On July 13, 2016, the Securities and Exchange Commission (the “SEC”) announced proposed amendments in order to update and simply its disclosure requirements. The SEC’s proposed rule (the “Proposed Rule”) can be found here.
What is the Proposed Rule?
In an effort to eliminate redundant or outdated provisions, in light of changes in other SEC disclosure requirements, U.S. generally accepted accounting principles (“GAAP”), International Financial Reporting Standards (“IFRS”) and technology, the Proposed Rule sets forth certain proposed modifications in these disclosure requirements designed to ease the burden on public companies and others subject to the SEC’s public reporting requirements, while retaining sufficient publicly disclosed information for investors to continue to make informed investment decisions. The Proposed Rule is part of the SEC’s efforts to implement the Fixing America’s Surface Transportation (FAST) Act which requires the SEC to eliminate duplicative or unnecessary provisions of Regulation S-K.
What type of entities will be affected by the Proposed Rule?
The Proposed Rule would apply to companies subject to the reporting requirements of the Securities Exchange Act of 1934 (the “Exchange Act”) (including foreign private issuers). In addition, portions of the Proposed Rule would apply to, among others, issuers offering securities under Regulation A, issuers regulated under the Investment Company Act of 1940, broker-dealers and investment advisors.
What are some examples of disclosure requirements the SEC proposes to change?
The Proposed Rule discusses 15 categories of redundant or duplicative requirements, 38 categories of overlapping requirements, six categories of outdated requirements, and 16 categories of superseded requirements. For overlapping requirements, the SEC is not proposing amendments currently. Instead, they are seeking comments to such requirements which may inform future amendments to their disclosure rules.
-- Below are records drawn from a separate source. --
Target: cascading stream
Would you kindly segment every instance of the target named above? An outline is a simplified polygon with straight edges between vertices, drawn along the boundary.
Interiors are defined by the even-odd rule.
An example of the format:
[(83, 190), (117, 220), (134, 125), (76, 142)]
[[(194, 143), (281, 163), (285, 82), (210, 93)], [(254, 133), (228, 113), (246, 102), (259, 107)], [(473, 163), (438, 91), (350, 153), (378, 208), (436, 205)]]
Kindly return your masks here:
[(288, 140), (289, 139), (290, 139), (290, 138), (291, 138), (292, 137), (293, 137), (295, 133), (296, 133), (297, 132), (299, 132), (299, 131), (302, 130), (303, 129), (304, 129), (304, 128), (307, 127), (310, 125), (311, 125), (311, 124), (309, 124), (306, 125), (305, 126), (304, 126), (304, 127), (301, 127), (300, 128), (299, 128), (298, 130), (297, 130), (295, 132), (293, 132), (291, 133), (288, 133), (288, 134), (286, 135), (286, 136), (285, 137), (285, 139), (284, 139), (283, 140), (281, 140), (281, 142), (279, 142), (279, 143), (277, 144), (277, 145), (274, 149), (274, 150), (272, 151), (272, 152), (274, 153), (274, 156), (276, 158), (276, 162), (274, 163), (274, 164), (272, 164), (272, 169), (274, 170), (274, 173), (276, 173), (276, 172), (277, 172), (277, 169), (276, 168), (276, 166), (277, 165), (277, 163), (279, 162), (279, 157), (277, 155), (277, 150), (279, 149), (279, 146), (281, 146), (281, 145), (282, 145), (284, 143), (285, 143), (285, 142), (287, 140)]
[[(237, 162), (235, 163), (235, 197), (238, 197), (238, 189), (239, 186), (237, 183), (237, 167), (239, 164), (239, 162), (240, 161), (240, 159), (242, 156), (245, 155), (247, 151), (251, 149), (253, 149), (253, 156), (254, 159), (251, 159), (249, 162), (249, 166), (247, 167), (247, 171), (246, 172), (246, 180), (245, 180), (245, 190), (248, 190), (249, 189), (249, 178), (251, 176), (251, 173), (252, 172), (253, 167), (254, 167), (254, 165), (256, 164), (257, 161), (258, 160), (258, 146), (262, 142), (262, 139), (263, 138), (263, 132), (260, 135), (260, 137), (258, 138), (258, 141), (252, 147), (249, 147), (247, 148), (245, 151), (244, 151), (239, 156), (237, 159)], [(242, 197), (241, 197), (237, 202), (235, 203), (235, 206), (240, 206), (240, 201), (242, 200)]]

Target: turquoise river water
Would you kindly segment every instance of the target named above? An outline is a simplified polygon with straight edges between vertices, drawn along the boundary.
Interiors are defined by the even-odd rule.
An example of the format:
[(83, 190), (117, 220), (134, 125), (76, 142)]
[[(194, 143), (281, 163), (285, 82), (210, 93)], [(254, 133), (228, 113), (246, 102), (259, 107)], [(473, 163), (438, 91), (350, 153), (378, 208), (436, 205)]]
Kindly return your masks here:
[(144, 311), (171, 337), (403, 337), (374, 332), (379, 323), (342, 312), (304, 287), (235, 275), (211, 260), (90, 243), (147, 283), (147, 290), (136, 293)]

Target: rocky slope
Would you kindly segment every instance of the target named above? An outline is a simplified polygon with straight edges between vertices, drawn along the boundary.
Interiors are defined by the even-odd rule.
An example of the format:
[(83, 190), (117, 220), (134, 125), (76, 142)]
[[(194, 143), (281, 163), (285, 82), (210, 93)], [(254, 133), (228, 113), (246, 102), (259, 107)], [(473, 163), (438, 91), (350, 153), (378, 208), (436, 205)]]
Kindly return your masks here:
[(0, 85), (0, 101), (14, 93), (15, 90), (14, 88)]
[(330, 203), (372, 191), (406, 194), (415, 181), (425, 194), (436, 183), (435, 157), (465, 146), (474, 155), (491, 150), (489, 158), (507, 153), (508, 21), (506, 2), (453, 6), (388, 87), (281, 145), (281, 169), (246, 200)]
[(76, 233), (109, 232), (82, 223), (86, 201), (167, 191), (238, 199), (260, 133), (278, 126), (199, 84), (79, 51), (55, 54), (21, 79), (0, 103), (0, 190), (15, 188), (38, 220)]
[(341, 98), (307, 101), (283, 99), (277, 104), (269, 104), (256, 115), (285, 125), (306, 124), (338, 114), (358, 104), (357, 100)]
The SEC is also seeking comment on whether incremental SEC disclosure requirements should be retained, modified, eliminated or, instead, referred to the Financial Accounting Standards Board for potential incorporation into GAAP.
An example of redundant or duplicative requirements includes disclosure of related party transactions. Rule 4-08(k)(l) of Regulation S-X (as well as Item 404 of Regulation S-K) mandates identification of related party transactions, while Accounting Standards Codification 850-10-50-1 requires much of the same disclosure under GAAP.
An example of overlapping requirements is disclosure of the ratio of earnings to fixed charges. Companies that register debt securities (including companies that become subject to the Exchange Act reporting requirements through an SEC-registered exchange offer following a high yield bond offering) are required to disclose the historical and pro forma ratio of earnings to fixed charges under Item 503(d) of Regulation S-K. Furthermore, Item 601(b)(12) of Regulation S-K mandates the filing of an exhibit setting forth the computation of the ratio of earnings to fixed charges. In the Proposed Rule, the SEC notes that both GAAP and IFRS require disclosure of many of the components of this ratio, as well as information from which other ratios that convey reasonably similar information about an issuer’s obligation to meet its financial obligations may be computed. Therefore, the ratio of earnings to fixed charges may no longer be necessary for investors to understand a public company’s wherewithal to repay its debts.
An example of an outdated requirement is the requirement, under Item 201(a)(1) of Regulation S-K, to disclose the stock market on which a Company’s stock trades along with historical stock price information. The SEC notes in the Proposed Rule that there are many free websites that offer this information (in greater detail) than is required by the SEC disclosure rules.
An example of a superseded requirement relates to disclosure of discontinued operations. Instruction 1 to Rule 11-02(b) of Regulation S-X makes reference to discontinued segments and Item 302(a)(3) of Regulation S-K requires a description of the effect of any disposals of segments of a business. The SEC points out in the Proposed Rule that the GAAP definition of discontinued operations has changed multiple times since the SEC disclosure rules were adopted and now such GAAP definition no longer includes any reference to the term “segment.”
What Do I Need To Do Now?
The SEC is seeking comments on the Proposed Rules. If you are interested in influencing the SEC’s decision- making process regarding any of the proposed amendments, you are invited to send comments to the SEC pursuant to the instructions laid out in the Proposed Rule.